The permeability of xylene through skin from hairless rats was determined in vitro; when applied occluded, the flux was 0.22mg/cm2/h. The dermal penetration of xylene was 0.224% in 8h (Ahaghotu et al., 2005). The dermal absorption of the individual xylene isomers waspredicted using a model which considers dermal absorption as a two stage process, permeation of the stratum corneum followed by transfer from the stratum corneum to the epidermis. The QSAR for each process was derived by fitting each model equation to experimentally derived values using an iterative non-linear least squares approach. Dermal flux and percent absorption were predicted using physicochemical values using values determined at approximately 25°C. Model predictions for o-, m- and p-xylene isomers were approximately 13.9, 11.8 and 10.9% respectively (ten Berge, 2009); a worst-case uptake of 15% has been assumed for the purpose of calculating a dermal DNEL. The corresponding values for the maximum fluxes were 0.000264, 0.000259 and 0.000254mg/cm2/min (ten Berge, 2009). In human volunteers exposed dermally to m-xylene, skin penetration occurred rapidly with detectable concentrations in blood within minutes of exposure beginning; the dermal flux was approximately 2µg/cm2/min.
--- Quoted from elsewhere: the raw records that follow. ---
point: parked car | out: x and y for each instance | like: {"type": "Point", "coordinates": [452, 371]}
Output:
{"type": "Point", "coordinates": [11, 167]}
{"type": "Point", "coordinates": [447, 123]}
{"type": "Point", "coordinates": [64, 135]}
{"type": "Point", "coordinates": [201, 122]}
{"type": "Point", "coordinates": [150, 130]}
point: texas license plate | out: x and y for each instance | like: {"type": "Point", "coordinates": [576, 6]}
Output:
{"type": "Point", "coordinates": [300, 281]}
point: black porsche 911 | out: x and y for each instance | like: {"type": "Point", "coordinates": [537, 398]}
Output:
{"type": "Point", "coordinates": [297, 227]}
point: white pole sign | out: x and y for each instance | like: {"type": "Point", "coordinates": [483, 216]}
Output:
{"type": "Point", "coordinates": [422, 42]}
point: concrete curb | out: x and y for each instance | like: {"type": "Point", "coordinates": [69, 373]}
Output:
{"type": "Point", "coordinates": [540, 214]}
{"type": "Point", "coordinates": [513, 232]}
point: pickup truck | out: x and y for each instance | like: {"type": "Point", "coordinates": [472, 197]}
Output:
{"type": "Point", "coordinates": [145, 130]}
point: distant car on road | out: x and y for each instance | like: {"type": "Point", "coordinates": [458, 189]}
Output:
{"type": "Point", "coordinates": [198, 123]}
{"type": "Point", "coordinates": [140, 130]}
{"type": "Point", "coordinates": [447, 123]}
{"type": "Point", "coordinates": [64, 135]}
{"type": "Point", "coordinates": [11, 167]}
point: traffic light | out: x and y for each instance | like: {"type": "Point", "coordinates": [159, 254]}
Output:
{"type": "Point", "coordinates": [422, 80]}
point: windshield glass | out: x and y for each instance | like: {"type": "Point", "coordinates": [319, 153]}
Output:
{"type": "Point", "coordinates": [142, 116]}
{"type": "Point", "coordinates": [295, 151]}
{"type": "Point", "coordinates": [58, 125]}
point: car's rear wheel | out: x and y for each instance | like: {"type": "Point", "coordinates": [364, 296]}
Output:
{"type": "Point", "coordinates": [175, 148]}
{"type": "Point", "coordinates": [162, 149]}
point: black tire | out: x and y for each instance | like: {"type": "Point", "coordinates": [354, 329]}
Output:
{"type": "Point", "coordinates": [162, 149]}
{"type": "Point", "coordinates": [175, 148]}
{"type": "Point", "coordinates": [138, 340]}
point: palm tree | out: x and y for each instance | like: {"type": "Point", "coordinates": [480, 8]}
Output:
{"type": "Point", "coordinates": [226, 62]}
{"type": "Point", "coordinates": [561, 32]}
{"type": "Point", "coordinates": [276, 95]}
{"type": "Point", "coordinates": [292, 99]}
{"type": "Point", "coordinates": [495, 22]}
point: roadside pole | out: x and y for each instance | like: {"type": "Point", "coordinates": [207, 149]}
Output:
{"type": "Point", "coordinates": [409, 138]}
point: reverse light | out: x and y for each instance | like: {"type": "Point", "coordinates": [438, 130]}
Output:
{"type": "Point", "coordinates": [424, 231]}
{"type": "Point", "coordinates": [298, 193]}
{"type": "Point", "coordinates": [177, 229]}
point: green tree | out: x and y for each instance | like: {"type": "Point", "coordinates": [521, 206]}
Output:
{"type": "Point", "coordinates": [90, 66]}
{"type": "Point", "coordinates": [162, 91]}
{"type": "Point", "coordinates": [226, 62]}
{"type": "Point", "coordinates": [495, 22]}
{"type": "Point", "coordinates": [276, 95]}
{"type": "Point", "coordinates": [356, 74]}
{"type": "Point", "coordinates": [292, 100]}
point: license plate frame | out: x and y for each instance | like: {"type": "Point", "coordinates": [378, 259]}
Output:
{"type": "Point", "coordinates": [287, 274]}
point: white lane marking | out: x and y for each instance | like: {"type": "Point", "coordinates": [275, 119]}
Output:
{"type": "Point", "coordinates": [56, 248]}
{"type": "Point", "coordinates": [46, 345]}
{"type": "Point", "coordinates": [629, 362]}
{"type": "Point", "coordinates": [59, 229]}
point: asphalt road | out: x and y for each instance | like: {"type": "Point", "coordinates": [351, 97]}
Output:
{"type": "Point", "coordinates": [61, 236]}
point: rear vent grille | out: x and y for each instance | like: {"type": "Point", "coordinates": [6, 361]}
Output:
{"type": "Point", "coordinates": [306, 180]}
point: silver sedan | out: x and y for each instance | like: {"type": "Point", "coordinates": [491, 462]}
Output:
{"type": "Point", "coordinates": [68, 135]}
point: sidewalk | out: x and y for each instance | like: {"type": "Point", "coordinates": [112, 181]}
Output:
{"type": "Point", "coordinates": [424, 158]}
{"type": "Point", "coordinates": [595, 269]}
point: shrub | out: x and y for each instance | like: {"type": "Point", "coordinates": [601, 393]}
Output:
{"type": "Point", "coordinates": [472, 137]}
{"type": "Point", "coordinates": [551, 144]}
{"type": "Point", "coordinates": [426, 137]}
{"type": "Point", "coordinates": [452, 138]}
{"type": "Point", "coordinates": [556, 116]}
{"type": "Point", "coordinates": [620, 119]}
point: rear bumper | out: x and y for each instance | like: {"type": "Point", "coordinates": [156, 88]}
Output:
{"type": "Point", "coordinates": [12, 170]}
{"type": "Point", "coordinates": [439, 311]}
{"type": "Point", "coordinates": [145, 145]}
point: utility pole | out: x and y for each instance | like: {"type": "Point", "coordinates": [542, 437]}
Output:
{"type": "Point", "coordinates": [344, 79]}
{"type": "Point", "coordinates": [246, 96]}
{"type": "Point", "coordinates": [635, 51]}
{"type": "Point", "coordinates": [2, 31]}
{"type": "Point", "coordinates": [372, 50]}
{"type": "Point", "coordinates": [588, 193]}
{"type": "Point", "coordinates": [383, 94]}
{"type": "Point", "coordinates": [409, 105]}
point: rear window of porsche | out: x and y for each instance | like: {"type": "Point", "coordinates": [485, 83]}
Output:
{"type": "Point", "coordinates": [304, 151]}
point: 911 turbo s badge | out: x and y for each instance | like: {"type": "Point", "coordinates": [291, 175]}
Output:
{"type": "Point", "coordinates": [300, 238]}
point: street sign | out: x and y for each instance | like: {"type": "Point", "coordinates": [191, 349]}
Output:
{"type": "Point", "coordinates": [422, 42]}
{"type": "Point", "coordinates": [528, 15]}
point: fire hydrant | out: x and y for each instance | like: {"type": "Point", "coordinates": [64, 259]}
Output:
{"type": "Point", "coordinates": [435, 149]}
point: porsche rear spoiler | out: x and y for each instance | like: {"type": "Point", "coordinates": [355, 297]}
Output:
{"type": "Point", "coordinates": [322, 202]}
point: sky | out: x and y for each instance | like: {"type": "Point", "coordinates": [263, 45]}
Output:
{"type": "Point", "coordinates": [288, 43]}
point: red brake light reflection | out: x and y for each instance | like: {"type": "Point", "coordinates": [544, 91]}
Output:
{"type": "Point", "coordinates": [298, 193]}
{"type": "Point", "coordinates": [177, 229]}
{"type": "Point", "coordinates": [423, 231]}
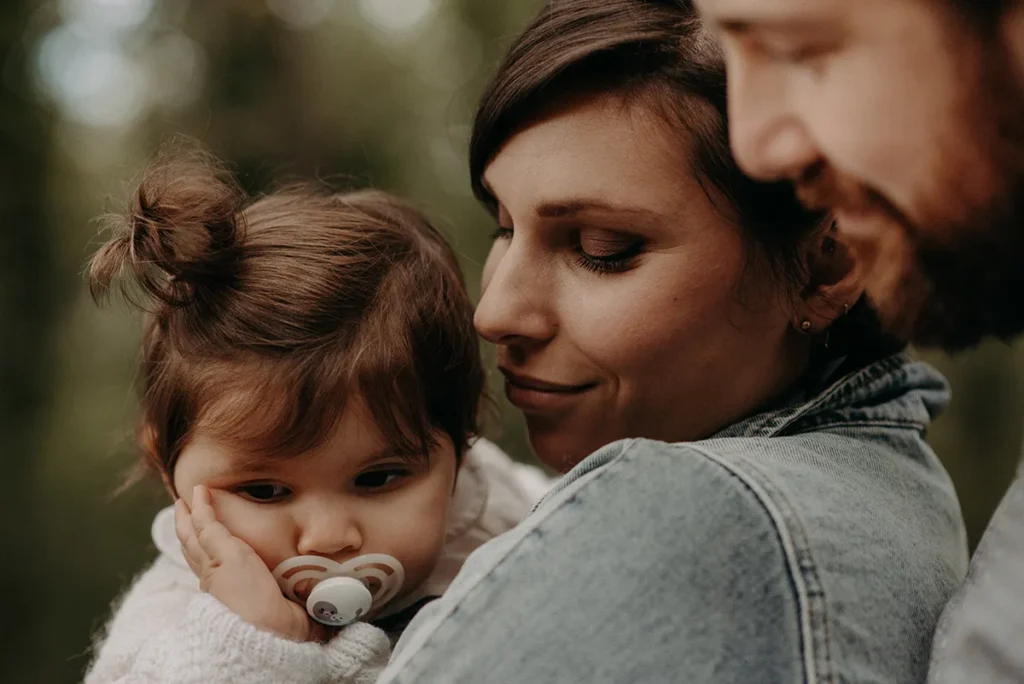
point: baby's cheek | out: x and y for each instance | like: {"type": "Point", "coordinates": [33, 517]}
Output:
{"type": "Point", "coordinates": [256, 525]}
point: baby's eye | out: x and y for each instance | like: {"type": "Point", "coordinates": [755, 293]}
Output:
{"type": "Point", "coordinates": [263, 493]}
{"type": "Point", "coordinates": [379, 479]}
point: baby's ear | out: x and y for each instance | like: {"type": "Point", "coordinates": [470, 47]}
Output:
{"type": "Point", "coordinates": [835, 280]}
{"type": "Point", "coordinates": [145, 440]}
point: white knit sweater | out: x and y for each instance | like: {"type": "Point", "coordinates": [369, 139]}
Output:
{"type": "Point", "coordinates": [166, 630]}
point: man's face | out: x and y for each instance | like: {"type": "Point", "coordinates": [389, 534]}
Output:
{"type": "Point", "coordinates": [908, 123]}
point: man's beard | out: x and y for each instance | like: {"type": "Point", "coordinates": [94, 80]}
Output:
{"type": "Point", "coordinates": [954, 275]}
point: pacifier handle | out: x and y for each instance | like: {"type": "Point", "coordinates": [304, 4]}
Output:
{"type": "Point", "coordinates": [339, 601]}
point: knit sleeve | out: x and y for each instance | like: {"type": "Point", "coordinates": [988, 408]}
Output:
{"type": "Point", "coordinates": [164, 633]}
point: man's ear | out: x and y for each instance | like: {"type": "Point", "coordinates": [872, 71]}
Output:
{"type": "Point", "coordinates": [834, 284]}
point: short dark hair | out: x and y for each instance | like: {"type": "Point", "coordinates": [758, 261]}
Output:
{"type": "Point", "coordinates": [264, 315]}
{"type": "Point", "coordinates": [658, 54]}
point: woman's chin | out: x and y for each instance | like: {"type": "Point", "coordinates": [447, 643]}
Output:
{"type": "Point", "coordinates": [559, 450]}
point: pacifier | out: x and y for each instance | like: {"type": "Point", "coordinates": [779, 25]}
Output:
{"type": "Point", "coordinates": [341, 593]}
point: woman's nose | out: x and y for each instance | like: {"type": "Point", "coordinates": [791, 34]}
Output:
{"type": "Point", "coordinates": [328, 530]}
{"type": "Point", "coordinates": [769, 141]}
{"type": "Point", "coordinates": [516, 304]}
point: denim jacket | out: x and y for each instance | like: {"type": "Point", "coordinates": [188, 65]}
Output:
{"type": "Point", "coordinates": [817, 542]}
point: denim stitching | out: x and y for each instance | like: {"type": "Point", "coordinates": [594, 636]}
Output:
{"type": "Point", "coordinates": [818, 667]}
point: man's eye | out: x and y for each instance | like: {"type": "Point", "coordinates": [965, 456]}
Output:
{"type": "Point", "coordinates": [263, 493]}
{"type": "Point", "coordinates": [378, 479]}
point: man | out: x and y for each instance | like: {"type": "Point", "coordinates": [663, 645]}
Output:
{"type": "Point", "coordinates": [906, 118]}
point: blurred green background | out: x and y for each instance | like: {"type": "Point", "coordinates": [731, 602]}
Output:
{"type": "Point", "coordinates": [377, 91]}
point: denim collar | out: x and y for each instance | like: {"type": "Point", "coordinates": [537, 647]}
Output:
{"type": "Point", "coordinates": [895, 390]}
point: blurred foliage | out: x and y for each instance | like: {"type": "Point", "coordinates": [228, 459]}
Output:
{"type": "Point", "coordinates": [359, 91]}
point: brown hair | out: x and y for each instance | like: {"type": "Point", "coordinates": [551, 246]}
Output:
{"type": "Point", "coordinates": [264, 315]}
{"type": "Point", "coordinates": [657, 54]}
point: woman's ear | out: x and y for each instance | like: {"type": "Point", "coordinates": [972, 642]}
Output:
{"type": "Point", "coordinates": [834, 282]}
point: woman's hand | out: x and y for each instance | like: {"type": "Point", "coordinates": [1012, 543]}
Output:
{"type": "Point", "coordinates": [229, 570]}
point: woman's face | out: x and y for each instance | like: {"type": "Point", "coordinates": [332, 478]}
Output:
{"type": "Point", "coordinates": [620, 298]}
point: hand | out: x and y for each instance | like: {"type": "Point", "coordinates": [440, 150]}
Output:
{"type": "Point", "coordinates": [229, 570]}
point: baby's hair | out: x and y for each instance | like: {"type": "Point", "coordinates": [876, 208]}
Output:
{"type": "Point", "coordinates": [264, 315]}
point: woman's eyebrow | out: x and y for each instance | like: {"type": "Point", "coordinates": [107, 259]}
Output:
{"type": "Point", "coordinates": [571, 208]}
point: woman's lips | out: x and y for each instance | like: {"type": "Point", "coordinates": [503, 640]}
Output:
{"type": "Point", "coordinates": [536, 395]}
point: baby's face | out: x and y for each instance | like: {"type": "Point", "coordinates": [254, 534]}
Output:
{"type": "Point", "coordinates": [348, 497]}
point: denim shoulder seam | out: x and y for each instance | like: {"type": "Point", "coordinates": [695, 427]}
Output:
{"type": "Point", "coordinates": [914, 426]}
{"type": "Point", "coordinates": [818, 666]}
{"type": "Point", "coordinates": [847, 386]}
{"type": "Point", "coordinates": [530, 523]}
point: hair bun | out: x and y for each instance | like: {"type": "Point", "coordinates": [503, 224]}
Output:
{"type": "Point", "coordinates": [178, 241]}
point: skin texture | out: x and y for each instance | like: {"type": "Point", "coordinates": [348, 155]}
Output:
{"type": "Point", "coordinates": [908, 123]}
{"type": "Point", "coordinates": [613, 276]}
{"type": "Point", "coordinates": [348, 497]}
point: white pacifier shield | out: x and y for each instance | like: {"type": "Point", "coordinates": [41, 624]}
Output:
{"type": "Point", "coordinates": [341, 595]}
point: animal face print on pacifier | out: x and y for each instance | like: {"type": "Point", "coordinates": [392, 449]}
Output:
{"type": "Point", "coordinates": [339, 594]}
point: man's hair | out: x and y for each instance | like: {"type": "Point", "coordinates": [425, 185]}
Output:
{"type": "Point", "coordinates": [265, 315]}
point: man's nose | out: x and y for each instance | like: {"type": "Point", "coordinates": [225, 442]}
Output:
{"type": "Point", "coordinates": [769, 141]}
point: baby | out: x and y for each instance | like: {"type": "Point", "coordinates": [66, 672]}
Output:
{"type": "Point", "coordinates": [310, 382]}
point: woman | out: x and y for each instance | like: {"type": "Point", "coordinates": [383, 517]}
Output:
{"type": "Point", "coordinates": [773, 514]}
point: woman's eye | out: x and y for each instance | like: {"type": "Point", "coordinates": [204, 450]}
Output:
{"type": "Point", "coordinates": [795, 55]}
{"type": "Point", "coordinates": [378, 479]}
{"type": "Point", "coordinates": [263, 493]}
{"type": "Point", "coordinates": [606, 252]}
{"type": "Point", "coordinates": [501, 232]}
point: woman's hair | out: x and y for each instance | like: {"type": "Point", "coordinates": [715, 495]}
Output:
{"type": "Point", "coordinates": [264, 315]}
{"type": "Point", "coordinates": [655, 54]}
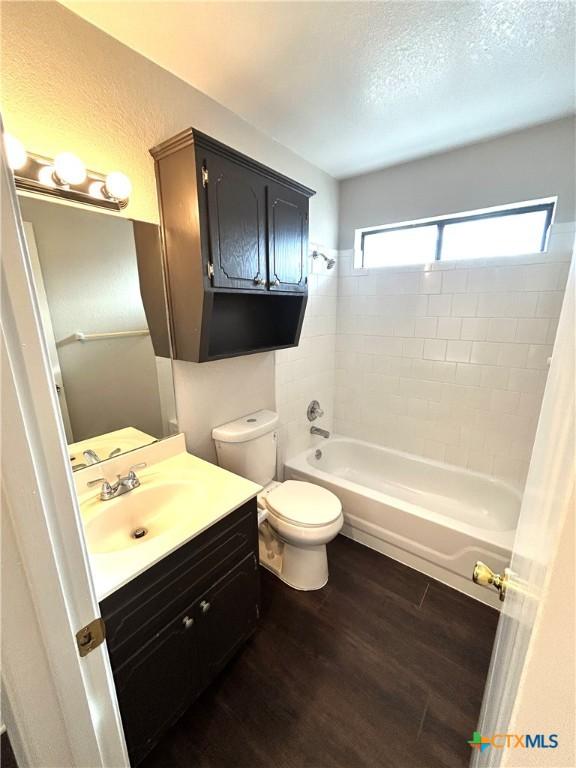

Unchanged xylene was detected in exhaled air but accounted for only 10-15% of that excreted as methyl hippuric acid in urine (Riihimaki, 1979; Engstrom et al., 1977). Howevermore relevant is a comparison of the aqueous permeability of o-xylene between rats and volunteers in vivo (Thrall and Woodstock 2003). The estimated human and rat aqueous permeability coefficients were found to be 0.005 and 0.058 cm/hr, respectively. The water solubility of xylene is about 200 mg/litre (0.2 mg/cm3). This means that the maximum absorption through human skin is estimated to be 0.005 * 0.2 = 0.001 mg/cm2 per hour on the condition that the skin is not damaged.

The dermal absorption of ethyl benzene is comprehensively reviewed in the recent RAR (2008). Liquid ethyl benzene is rapidly absorbed through the skin, whereas absorption is negligible after exposure of humans to ethylbenzene vapour. For human volunteers, who had immersed one hand for up to 2 hrs in aqueous solutions of ethyl benzene (Dutkiewicz and Tyras, 1967 cited in RAR, 2008) dermal absorption was up to 45%. However an uptake value of 4% by skin (Susten et al, 2005) is considered to be more representative for incidental contact.